今月のNHKスペシャル『日本の家族が非常事態!?<わが子がキレる本当のワケ>』はとても興味深く、切り口にも感心しました。
私も24年も前に『反抗期を考える』という原稿用紙40枚程度の文章を起こしたことがありますが、内容的には心理学の研究成果に沿ったもので、今回のNHKのような脳科学に基づく知見は皆無でした。
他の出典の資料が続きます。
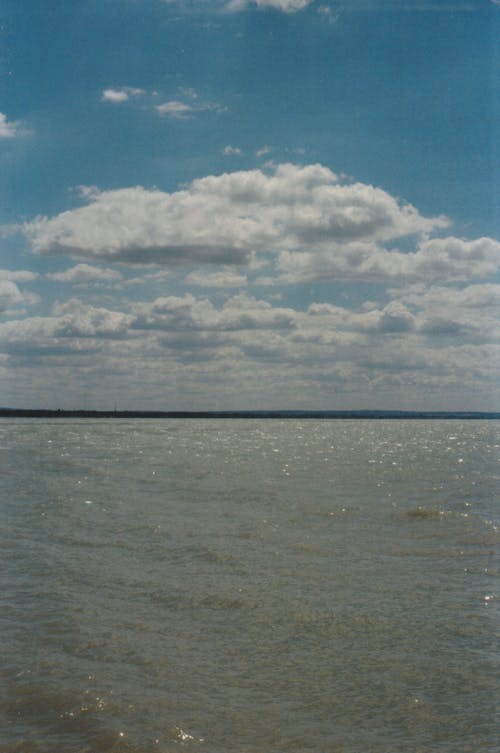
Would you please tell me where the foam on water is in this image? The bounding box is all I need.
[1,419,498,752]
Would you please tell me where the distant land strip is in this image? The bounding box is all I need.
[0,409,499,420]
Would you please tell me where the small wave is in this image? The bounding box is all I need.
[406,507,446,520]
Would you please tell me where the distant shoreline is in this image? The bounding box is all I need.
[0,409,499,420]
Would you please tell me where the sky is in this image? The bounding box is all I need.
[0,0,498,411]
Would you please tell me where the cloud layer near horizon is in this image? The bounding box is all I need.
[2,162,497,409]
[1,282,498,408]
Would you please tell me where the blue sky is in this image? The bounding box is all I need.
[0,0,498,410]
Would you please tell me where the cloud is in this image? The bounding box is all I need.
[223,145,243,156]
[50,299,133,338]
[101,85,221,121]
[395,282,500,310]
[0,112,25,139]
[275,236,500,284]
[1,280,498,408]
[185,268,247,287]
[392,283,500,342]
[155,100,198,119]
[155,97,223,119]
[131,293,298,332]
[25,163,450,276]
[345,0,480,11]
[0,271,39,314]
[407,237,500,281]
[47,263,123,284]
[316,5,340,23]
[255,145,272,158]
[305,300,416,335]
[0,269,38,283]
[101,87,145,103]
[227,0,313,12]
[0,281,25,312]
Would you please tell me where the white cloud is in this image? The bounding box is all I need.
[0,269,38,283]
[156,100,197,119]
[305,300,416,335]
[275,236,500,284]
[0,281,25,312]
[408,237,500,281]
[25,163,450,276]
[256,145,272,158]
[392,283,500,341]
[227,0,313,12]
[317,5,340,23]
[0,300,133,350]
[0,272,39,314]
[50,299,133,338]
[156,98,223,119]
[47,263,123,284]
[122,269,171,287]
[0,282,498,408]
[0,112,25,139]
[101,87,145,103]
[395,282,500,310]
[185,268,247,287]
[223,145,243,156]
[131,293,298,332]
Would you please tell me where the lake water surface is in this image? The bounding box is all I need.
[1,419,499,752]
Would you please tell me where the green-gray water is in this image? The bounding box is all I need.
[1,419,499,752]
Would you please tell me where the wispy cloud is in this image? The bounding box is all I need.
[226,0,313,12]
[223,145,243,156]
[256,145,272,158]
[155,100,199,119]
[156,98,224,119]
[345,0,481,11]
[100,85,224,120]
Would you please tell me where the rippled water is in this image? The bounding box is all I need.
[1,419,499,753]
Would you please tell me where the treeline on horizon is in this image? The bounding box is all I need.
[0,408,499,420]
成人と思春期の脳をMRIで詳細に調べると、脳の中心に位置する偏桃体が思春期脳でかなり活発に活動していることを突き止めました。偏桃体とは「情動の発電装置」とも呼ばれ、ストレスや不安を一番に感じ取る部分です。偏桃体が不安を感じ続けると前頭葉にも不調をもたらし、「うつ」が引き起こされます。思春期とは性ホルモンの活発化によって性的な成熟を遂げる時期。今回の研究で明らかになったことは、この性ホルモンが偏桃体に取り込まれて、情動が成人よりも増幅するということです。
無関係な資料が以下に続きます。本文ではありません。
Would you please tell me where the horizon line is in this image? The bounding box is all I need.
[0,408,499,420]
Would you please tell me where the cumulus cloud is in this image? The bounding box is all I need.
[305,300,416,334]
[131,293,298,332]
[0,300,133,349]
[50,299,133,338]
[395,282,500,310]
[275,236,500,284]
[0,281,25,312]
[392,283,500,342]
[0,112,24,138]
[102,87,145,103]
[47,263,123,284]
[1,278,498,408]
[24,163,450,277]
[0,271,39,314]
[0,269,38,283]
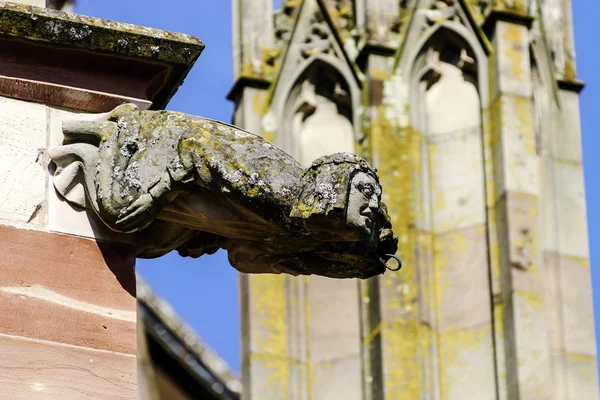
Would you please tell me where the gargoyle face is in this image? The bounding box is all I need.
[346,171,382,240]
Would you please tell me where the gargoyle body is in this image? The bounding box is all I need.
[49,104,398,279]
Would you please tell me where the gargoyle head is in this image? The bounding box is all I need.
[290,153,399,272]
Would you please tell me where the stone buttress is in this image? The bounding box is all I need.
[229,0,598,399]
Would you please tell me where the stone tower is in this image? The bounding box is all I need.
[229,0,597,399]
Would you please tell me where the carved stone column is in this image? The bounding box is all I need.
[0,3,203,398]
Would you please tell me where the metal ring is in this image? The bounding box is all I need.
[384,254,402,271]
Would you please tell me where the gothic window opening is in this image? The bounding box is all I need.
[284,59,355,167]
[410,29,496,398]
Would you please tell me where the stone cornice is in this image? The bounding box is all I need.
[226,75,271,102]
[0,2,204,111]
[557,78,585,94]
[482,9,534,34]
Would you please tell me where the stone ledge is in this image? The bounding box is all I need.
[0,2,204,65]
[557,79,585,94]
[482,9,534,34]
[0,2,205,110]
[226,75,271,102]
[355,42,396,70]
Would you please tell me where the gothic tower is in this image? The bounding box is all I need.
[229,1,598,399]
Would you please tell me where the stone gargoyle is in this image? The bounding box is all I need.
[48,103,400,279]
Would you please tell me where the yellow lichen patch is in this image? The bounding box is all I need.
[494,0,527,14]
[249,275,290,397]
[438,325,493,397]
[382,321,434,398]
[241,60,256,77]
[563,59,577,81]
[483,98,503,204]
[253,91,270,117]
[515,290,544,312]
[503,25,526,82]
[465,0,485,24]
[563,255,590,269]
[368,103,428,397]
[264,130,275,142]
[566,353,597,380]
[513,96,536,155]
[371,68,390,82]
[486,209,501,288]
[261,46,281,80]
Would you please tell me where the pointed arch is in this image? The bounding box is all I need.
[400,21,490,109]
[272,53,361,161]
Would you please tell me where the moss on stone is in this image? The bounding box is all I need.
[0,2,204,65]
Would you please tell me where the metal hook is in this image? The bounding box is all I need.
[384,254,402,271]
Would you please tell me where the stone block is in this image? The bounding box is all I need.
[493,22,532,98]
[0,96,47,228]
[555,90,583,163]
[240,274,290,400]
[543,251,562,354]
[1,0,44,6]
[548,351,568,400]
[0,333,136,400]
[495,192,542,281]
[311,355,363,400]
[0,224,136,354]
[306,276,361,400]
[540,156,559,253]
[306,277,360,363]
[439,326,496,400]
[496,95,539,196]
[555,162,589,258]
[433,225,492,330]
[427,133,486,233]
[509,291,551,399]
[566,354,599,400]
[560,255,596,357]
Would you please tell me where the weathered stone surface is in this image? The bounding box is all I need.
[565,355,599,400]
[233,0,596,398]
[0,96,47,227]
[555,162,589,258]
[0,2,203,65]
[47,107,140,243]
[434,226,492,330]
[0,333,136,400]
[2,0,44,7]
[49,104,398,279]
[555,90,583,163]
[0,2,204,110]
[493,22,533,98]
[0,224,136,353]
[0,223,136,399]
[306,276,362,400]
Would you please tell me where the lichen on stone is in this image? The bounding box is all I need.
[49,103,399,279]
[0,2,204,64]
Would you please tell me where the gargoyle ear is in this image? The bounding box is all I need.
[48,143,97,209]
[53,160,87,208]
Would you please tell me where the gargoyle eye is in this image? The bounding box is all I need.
[361,183,374,198]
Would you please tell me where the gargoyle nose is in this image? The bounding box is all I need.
[368,196,379,210]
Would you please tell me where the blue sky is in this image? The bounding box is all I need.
[74,1,600,376]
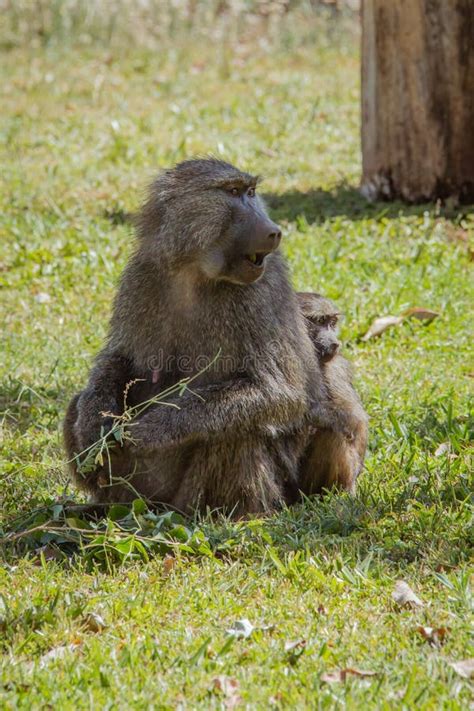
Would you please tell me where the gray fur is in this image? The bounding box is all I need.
[65,159,350,515]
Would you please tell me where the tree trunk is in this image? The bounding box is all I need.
[361,0,474,203]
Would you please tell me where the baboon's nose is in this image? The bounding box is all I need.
[267,228,282,249]
[322,342,339,362]
[254,217,281,251]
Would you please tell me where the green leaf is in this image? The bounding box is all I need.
[108,505,131,521]
[132,498,147,515]
[168,525,191,543]
[267,547,287,575]
[65,517,93,530]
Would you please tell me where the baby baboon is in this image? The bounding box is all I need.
[64,159,348,515]
[297,292,341,363]
[296,292,368,495]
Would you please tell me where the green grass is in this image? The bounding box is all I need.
[0,6,473,709]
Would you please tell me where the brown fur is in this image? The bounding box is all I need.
[296,293,368,495]
[64,159,349,515]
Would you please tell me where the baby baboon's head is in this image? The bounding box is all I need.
[137,158,281,285]
[297,292,341,363]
図式化します。性ホルモンの活発化➡情動装置である偏桃体を刺激➡暴言・キレる・感情の爆発・暴力的行為等
「偏桃体の感受性は、遺伝や成長期の環境における経験である程度決まる」と考えられています。つまり、子どものキレる程度は、親から「いただいたもの」(資質)と「家庭環境」の影響によって決まってくるという内容です。現在のところ、偏桃体を鍛えたり、活動を低下させたりする薬物や方法は確認できていません。
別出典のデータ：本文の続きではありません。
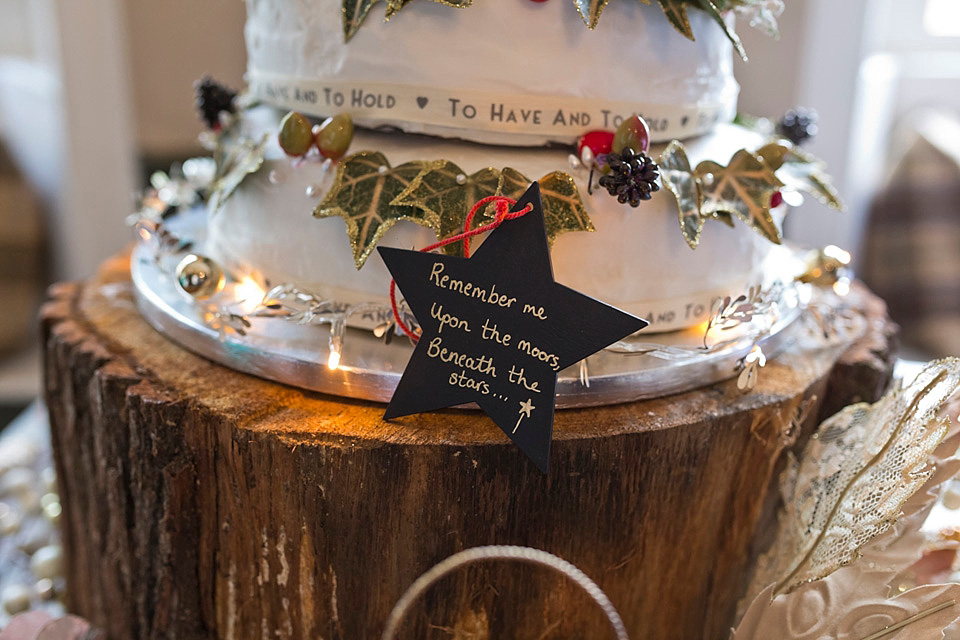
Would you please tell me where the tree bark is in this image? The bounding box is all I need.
[42,254,898,640]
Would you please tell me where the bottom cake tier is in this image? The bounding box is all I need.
[41,254,897,640]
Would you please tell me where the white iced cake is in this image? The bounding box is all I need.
[204,0,808,334]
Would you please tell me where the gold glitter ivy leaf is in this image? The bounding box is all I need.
[659,140,705,249]
[343,0,381,40]
[697,0,748,60]
[574,0,612,28]
[538,171,595,242]
[658,0,695,39]
[497,168,595,245]
[756,142,844,211]
[385,0,471,20]
[209,134,268,212]
[695,149,784,244]
[313,151,444,269]
[747,358,960,598]
[392,161,501,257]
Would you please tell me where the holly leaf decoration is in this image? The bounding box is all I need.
[695,149,784,244]
[756,142,844,210]
[209,134,268,212]
[574,0,612,28]
[697,0,748,60]
[660,140,705,249]
[343,0,381,40]
[658,0,695,39]
[313,151,444,268]
[392,161,501,256]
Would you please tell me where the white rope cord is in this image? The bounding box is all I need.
[380,545,630,640]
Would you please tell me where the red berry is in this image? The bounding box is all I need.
[577,130,615,158]
[770,191,784,208]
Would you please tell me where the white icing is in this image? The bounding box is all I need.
[206,108,781,333]
[244,0,739,145]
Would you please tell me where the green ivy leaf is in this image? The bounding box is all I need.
[313,151,444,268]
[392,161,501,256]
[574,0,612,28]
[695,149,784,244]
[697,0,747,60]
[343,0,381,41]
[658,0,695,39]
[756,142,844,210]
[659,140,705,249]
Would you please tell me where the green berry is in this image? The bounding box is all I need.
[315,113,354,160]
[278,111,314,157]
[612,114,651,154]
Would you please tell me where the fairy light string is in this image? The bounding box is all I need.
[388,195,533,341]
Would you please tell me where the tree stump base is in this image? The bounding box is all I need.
[41,253,898,640]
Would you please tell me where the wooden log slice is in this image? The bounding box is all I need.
[41,253,897,640]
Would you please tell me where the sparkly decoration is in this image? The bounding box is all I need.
[278,111,315,157]
[746,358,960,597]
[380,184,646,472]
[393,162,594,258]
[342,0,472,41]
[597,148,661,206]
[755,141,843,210]
[735,359,960,640]
[313,151,445,268]
[340,0,774,53]
[497,169,596,245]
[776,107,819,146]
[611,114,651,154]
[208,134,268,211]
[736,344,766,391]
[573,0,611,28]
[659,141,705,248]
[392,161,502,256]
[658,0,747,60]
[194,76,237,130]
[315,113,354,160]
[697,149,784,244]
[798,245,852,288]
[734,0,784,38]
[175,254,225,300]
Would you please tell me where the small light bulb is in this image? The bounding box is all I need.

さて、子どもの反抗やキレる言動について簡単にふれておきます。
健全な反抗を通して思春期を乗り越えていく最大のポイントは、『自律性・自立性の涵養』にあると私は考えます。思考面からは、子ども自身の頭で考えさせるという習慣を身につけさせていくこと。行動面からは、たとえのろまであっても、小さな失敗や危険が予想されても、子ども自身に体験させ行動させるよう仕向けることが大切になってきます。親の口の出しすぎ、手の出しすぎは子どもから生きていく上での主体性や独立性を奪い取り、無気力で甘えた性格、あるいは自己本位の子を作り出してしまう結果になります。こうした子どもは、成長の糧としての反抗期を乗り越えていくことが難しい。子どもの個性を尊重しながら、自立を促すような配慮的な関わりが求められてきます。
子どもの反抗・キレる言動―親自身の主体性や成熟が問われていると言えます。